Her yıl, belki de yüzlerce öğrencinin tercih aşamasına uzaktan ya da yakından katkıda bulunuyoruz.Bu da bizlere iyi bir donanım ve tecrübe katıyor haliyle. Yılların birikimini göz önünde bulundurduğumda, tercih konusunda bir iki kelam etme hakkımın olduğunu düşünüyorum. Ama merak etmeyin, size bir dayatma ya da yönlendirme yapma niyetinde değilim. Herhangi bir üniversitenin ya da bölümün reklamını yapmak gibi bir derdim de yok. Sizlere nasihat vermek gibi bir amaç da gütmüyorum. Zaten sizin nasihata da ihtiyacınız yok. Ama tatlı bir sohbete gerçekten ihtiyacınız var!
“Hocam ne farkı var?” dediğinizi duyar gibiyim. Şöyle ki, nasihat, sizi bir hedefe yönlendirmeyi amaçlar. Ancak sohbet, zihninizi berraklaştırır. Sağlıklı karar almanızı sağlar. Nasihat durumunda, siz aktif olmazsınız. Ama sohbette doğrudan merkezde siz olursunuz.(Olun da bir zahmet, neticede sizin tercihinizden bahsediyoruz.) Peki nasihat kötü bir şey midir? Asla! İnsan nasihat ile büyür.Nasihat ehlini bulursanız, muhakkak fikrini alın size yol göstersin. Ama ben nasihat ehli değilim.Sohbet edelim derseniz bakın o zaman varım.
“Ne olursa olsun, bulunduğum şehirde okumak istemiyorum” diyen heyecanlı arkadaşım. Seni anlıyor ve sana saygı duyuyorum. Farklı bir şehirde okumanın keyifli yanları muhakkak var..Peki ya olumsuz yanları yok mu?Ya da şöyle sorayım yaşadığın şehirde okumanın ne gibi avantajları olabilir? Peki “benim için bölüm önemli değil, yeter ki istediğim üniversitede okuyayım” diyen genç arkadaşım. Sence bölüm mü önemli üniversite mi?Sadece şimdiyi düşünme, dört sene sonrasını da düşün.
İşte sohbetimiz sırasında böyle konulara da değinecek, varsa keskin kararlarımızı her boyutuyla değerlendirecek, gerekirse yeniden gözden geçireceğiz.

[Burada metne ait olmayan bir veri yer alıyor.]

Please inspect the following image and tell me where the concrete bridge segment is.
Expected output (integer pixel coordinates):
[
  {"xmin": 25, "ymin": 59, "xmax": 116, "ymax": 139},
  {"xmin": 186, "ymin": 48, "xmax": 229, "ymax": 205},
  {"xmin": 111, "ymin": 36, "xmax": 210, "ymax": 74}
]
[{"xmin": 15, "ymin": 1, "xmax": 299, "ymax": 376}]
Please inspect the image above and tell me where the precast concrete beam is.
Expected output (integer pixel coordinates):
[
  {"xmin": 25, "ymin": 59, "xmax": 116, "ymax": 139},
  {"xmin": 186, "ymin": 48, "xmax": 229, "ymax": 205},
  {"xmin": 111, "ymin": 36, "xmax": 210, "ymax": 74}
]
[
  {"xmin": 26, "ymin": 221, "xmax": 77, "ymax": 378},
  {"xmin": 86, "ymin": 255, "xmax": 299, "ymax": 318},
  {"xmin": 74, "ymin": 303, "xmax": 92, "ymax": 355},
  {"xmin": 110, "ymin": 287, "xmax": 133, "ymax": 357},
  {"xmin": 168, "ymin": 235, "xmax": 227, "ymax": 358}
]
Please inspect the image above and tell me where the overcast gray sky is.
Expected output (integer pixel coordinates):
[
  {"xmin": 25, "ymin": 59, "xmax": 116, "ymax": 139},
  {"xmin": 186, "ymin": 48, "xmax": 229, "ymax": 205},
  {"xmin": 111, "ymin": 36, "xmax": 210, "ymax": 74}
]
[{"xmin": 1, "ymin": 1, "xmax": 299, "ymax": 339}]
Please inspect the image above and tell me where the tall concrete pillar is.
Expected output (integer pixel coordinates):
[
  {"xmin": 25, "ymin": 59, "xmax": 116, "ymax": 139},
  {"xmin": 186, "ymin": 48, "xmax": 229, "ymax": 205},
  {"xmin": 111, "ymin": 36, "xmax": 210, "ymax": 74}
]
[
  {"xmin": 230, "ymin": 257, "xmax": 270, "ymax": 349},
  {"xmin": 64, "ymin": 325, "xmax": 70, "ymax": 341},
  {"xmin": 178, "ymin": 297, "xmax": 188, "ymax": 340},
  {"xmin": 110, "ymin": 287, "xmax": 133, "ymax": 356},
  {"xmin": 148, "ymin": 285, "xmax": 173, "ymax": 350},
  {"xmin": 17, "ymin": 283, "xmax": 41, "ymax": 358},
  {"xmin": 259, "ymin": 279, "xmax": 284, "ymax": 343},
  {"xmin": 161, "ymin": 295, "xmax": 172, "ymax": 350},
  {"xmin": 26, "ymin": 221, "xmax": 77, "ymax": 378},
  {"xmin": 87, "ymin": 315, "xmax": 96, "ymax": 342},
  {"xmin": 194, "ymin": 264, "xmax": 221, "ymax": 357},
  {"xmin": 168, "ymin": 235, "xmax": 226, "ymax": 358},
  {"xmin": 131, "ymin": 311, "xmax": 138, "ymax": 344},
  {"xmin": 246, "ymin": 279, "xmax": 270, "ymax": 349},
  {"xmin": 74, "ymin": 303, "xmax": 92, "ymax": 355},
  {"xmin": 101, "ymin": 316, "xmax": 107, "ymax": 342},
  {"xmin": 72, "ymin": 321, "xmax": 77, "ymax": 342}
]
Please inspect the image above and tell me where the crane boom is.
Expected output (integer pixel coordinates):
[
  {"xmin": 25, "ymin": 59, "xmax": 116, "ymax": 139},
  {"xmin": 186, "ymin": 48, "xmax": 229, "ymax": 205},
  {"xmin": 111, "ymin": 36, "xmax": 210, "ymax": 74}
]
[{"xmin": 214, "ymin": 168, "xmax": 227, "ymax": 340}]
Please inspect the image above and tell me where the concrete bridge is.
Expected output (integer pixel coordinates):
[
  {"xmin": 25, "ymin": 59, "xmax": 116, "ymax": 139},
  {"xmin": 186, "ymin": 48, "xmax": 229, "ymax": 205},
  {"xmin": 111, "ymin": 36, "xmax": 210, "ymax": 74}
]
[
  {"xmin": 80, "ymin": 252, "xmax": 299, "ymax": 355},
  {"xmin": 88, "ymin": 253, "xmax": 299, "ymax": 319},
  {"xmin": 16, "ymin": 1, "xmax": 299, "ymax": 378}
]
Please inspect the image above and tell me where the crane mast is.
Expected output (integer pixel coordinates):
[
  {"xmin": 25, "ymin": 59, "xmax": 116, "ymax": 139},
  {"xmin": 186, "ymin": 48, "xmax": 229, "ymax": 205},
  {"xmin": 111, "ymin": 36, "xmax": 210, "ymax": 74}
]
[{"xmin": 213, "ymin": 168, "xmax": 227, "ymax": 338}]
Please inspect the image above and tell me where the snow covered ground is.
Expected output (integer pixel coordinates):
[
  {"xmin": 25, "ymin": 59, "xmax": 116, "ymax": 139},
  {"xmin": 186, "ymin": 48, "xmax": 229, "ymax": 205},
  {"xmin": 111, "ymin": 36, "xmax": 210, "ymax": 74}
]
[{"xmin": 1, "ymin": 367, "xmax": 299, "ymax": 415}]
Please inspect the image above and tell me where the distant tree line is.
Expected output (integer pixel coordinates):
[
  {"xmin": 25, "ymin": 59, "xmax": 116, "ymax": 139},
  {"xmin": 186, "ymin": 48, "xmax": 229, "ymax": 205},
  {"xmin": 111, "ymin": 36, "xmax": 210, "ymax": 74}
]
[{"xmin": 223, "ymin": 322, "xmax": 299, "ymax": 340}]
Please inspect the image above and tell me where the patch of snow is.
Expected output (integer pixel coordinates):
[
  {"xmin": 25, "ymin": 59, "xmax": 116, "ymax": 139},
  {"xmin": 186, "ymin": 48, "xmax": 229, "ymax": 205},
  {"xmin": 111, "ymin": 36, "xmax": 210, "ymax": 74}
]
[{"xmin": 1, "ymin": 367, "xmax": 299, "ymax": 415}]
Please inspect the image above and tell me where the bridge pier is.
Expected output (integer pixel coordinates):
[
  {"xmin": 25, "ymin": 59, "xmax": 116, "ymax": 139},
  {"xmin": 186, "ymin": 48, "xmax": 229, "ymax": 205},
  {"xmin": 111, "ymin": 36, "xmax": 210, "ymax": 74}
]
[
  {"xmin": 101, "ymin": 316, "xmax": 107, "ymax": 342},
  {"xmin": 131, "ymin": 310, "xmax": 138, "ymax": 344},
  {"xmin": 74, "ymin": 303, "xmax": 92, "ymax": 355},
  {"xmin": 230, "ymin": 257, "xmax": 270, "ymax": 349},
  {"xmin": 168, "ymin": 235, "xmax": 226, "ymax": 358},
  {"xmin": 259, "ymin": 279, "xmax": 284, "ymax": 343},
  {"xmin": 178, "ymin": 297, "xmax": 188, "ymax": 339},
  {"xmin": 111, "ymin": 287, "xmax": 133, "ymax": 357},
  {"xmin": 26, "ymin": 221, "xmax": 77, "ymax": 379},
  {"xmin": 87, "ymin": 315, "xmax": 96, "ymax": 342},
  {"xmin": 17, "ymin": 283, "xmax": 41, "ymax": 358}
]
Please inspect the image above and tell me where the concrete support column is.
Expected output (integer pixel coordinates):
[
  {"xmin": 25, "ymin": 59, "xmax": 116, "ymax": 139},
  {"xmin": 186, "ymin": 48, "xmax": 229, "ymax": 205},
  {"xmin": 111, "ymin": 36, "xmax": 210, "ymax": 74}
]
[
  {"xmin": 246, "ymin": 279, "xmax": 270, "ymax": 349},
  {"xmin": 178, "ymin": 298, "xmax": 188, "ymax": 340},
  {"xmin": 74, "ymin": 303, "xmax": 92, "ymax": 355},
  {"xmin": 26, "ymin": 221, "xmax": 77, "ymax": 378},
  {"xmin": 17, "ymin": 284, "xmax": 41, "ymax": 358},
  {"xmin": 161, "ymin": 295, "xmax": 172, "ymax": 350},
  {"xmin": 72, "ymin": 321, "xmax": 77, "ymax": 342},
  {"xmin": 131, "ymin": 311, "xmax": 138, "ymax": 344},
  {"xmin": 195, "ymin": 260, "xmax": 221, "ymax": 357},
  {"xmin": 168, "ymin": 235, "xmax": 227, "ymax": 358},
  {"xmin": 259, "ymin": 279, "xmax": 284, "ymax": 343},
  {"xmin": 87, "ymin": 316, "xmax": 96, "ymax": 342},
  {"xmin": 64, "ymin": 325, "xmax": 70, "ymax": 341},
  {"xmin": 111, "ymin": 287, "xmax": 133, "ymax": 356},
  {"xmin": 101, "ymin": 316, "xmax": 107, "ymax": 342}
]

Hayatının en önemli kararlarından birini vermek üzere olan okuyucu arkadaşım, diğer yazılarımı okumadan önce senden küçük bir ricam olacak. Lütfen gözlerini kapat ve tam on sene sonra nerede olmak istediğini, ne iş yapmak istediğini ve nasıl bir sosyal ortamda bulunmak istediğini biraz düşün olur mu?Bunu senden sohbetimizin daha keyifli ve verimli geçmesi için istiyorum.
Bir sonraki yazıda görüşmek üzere, sağlıkla kalınız.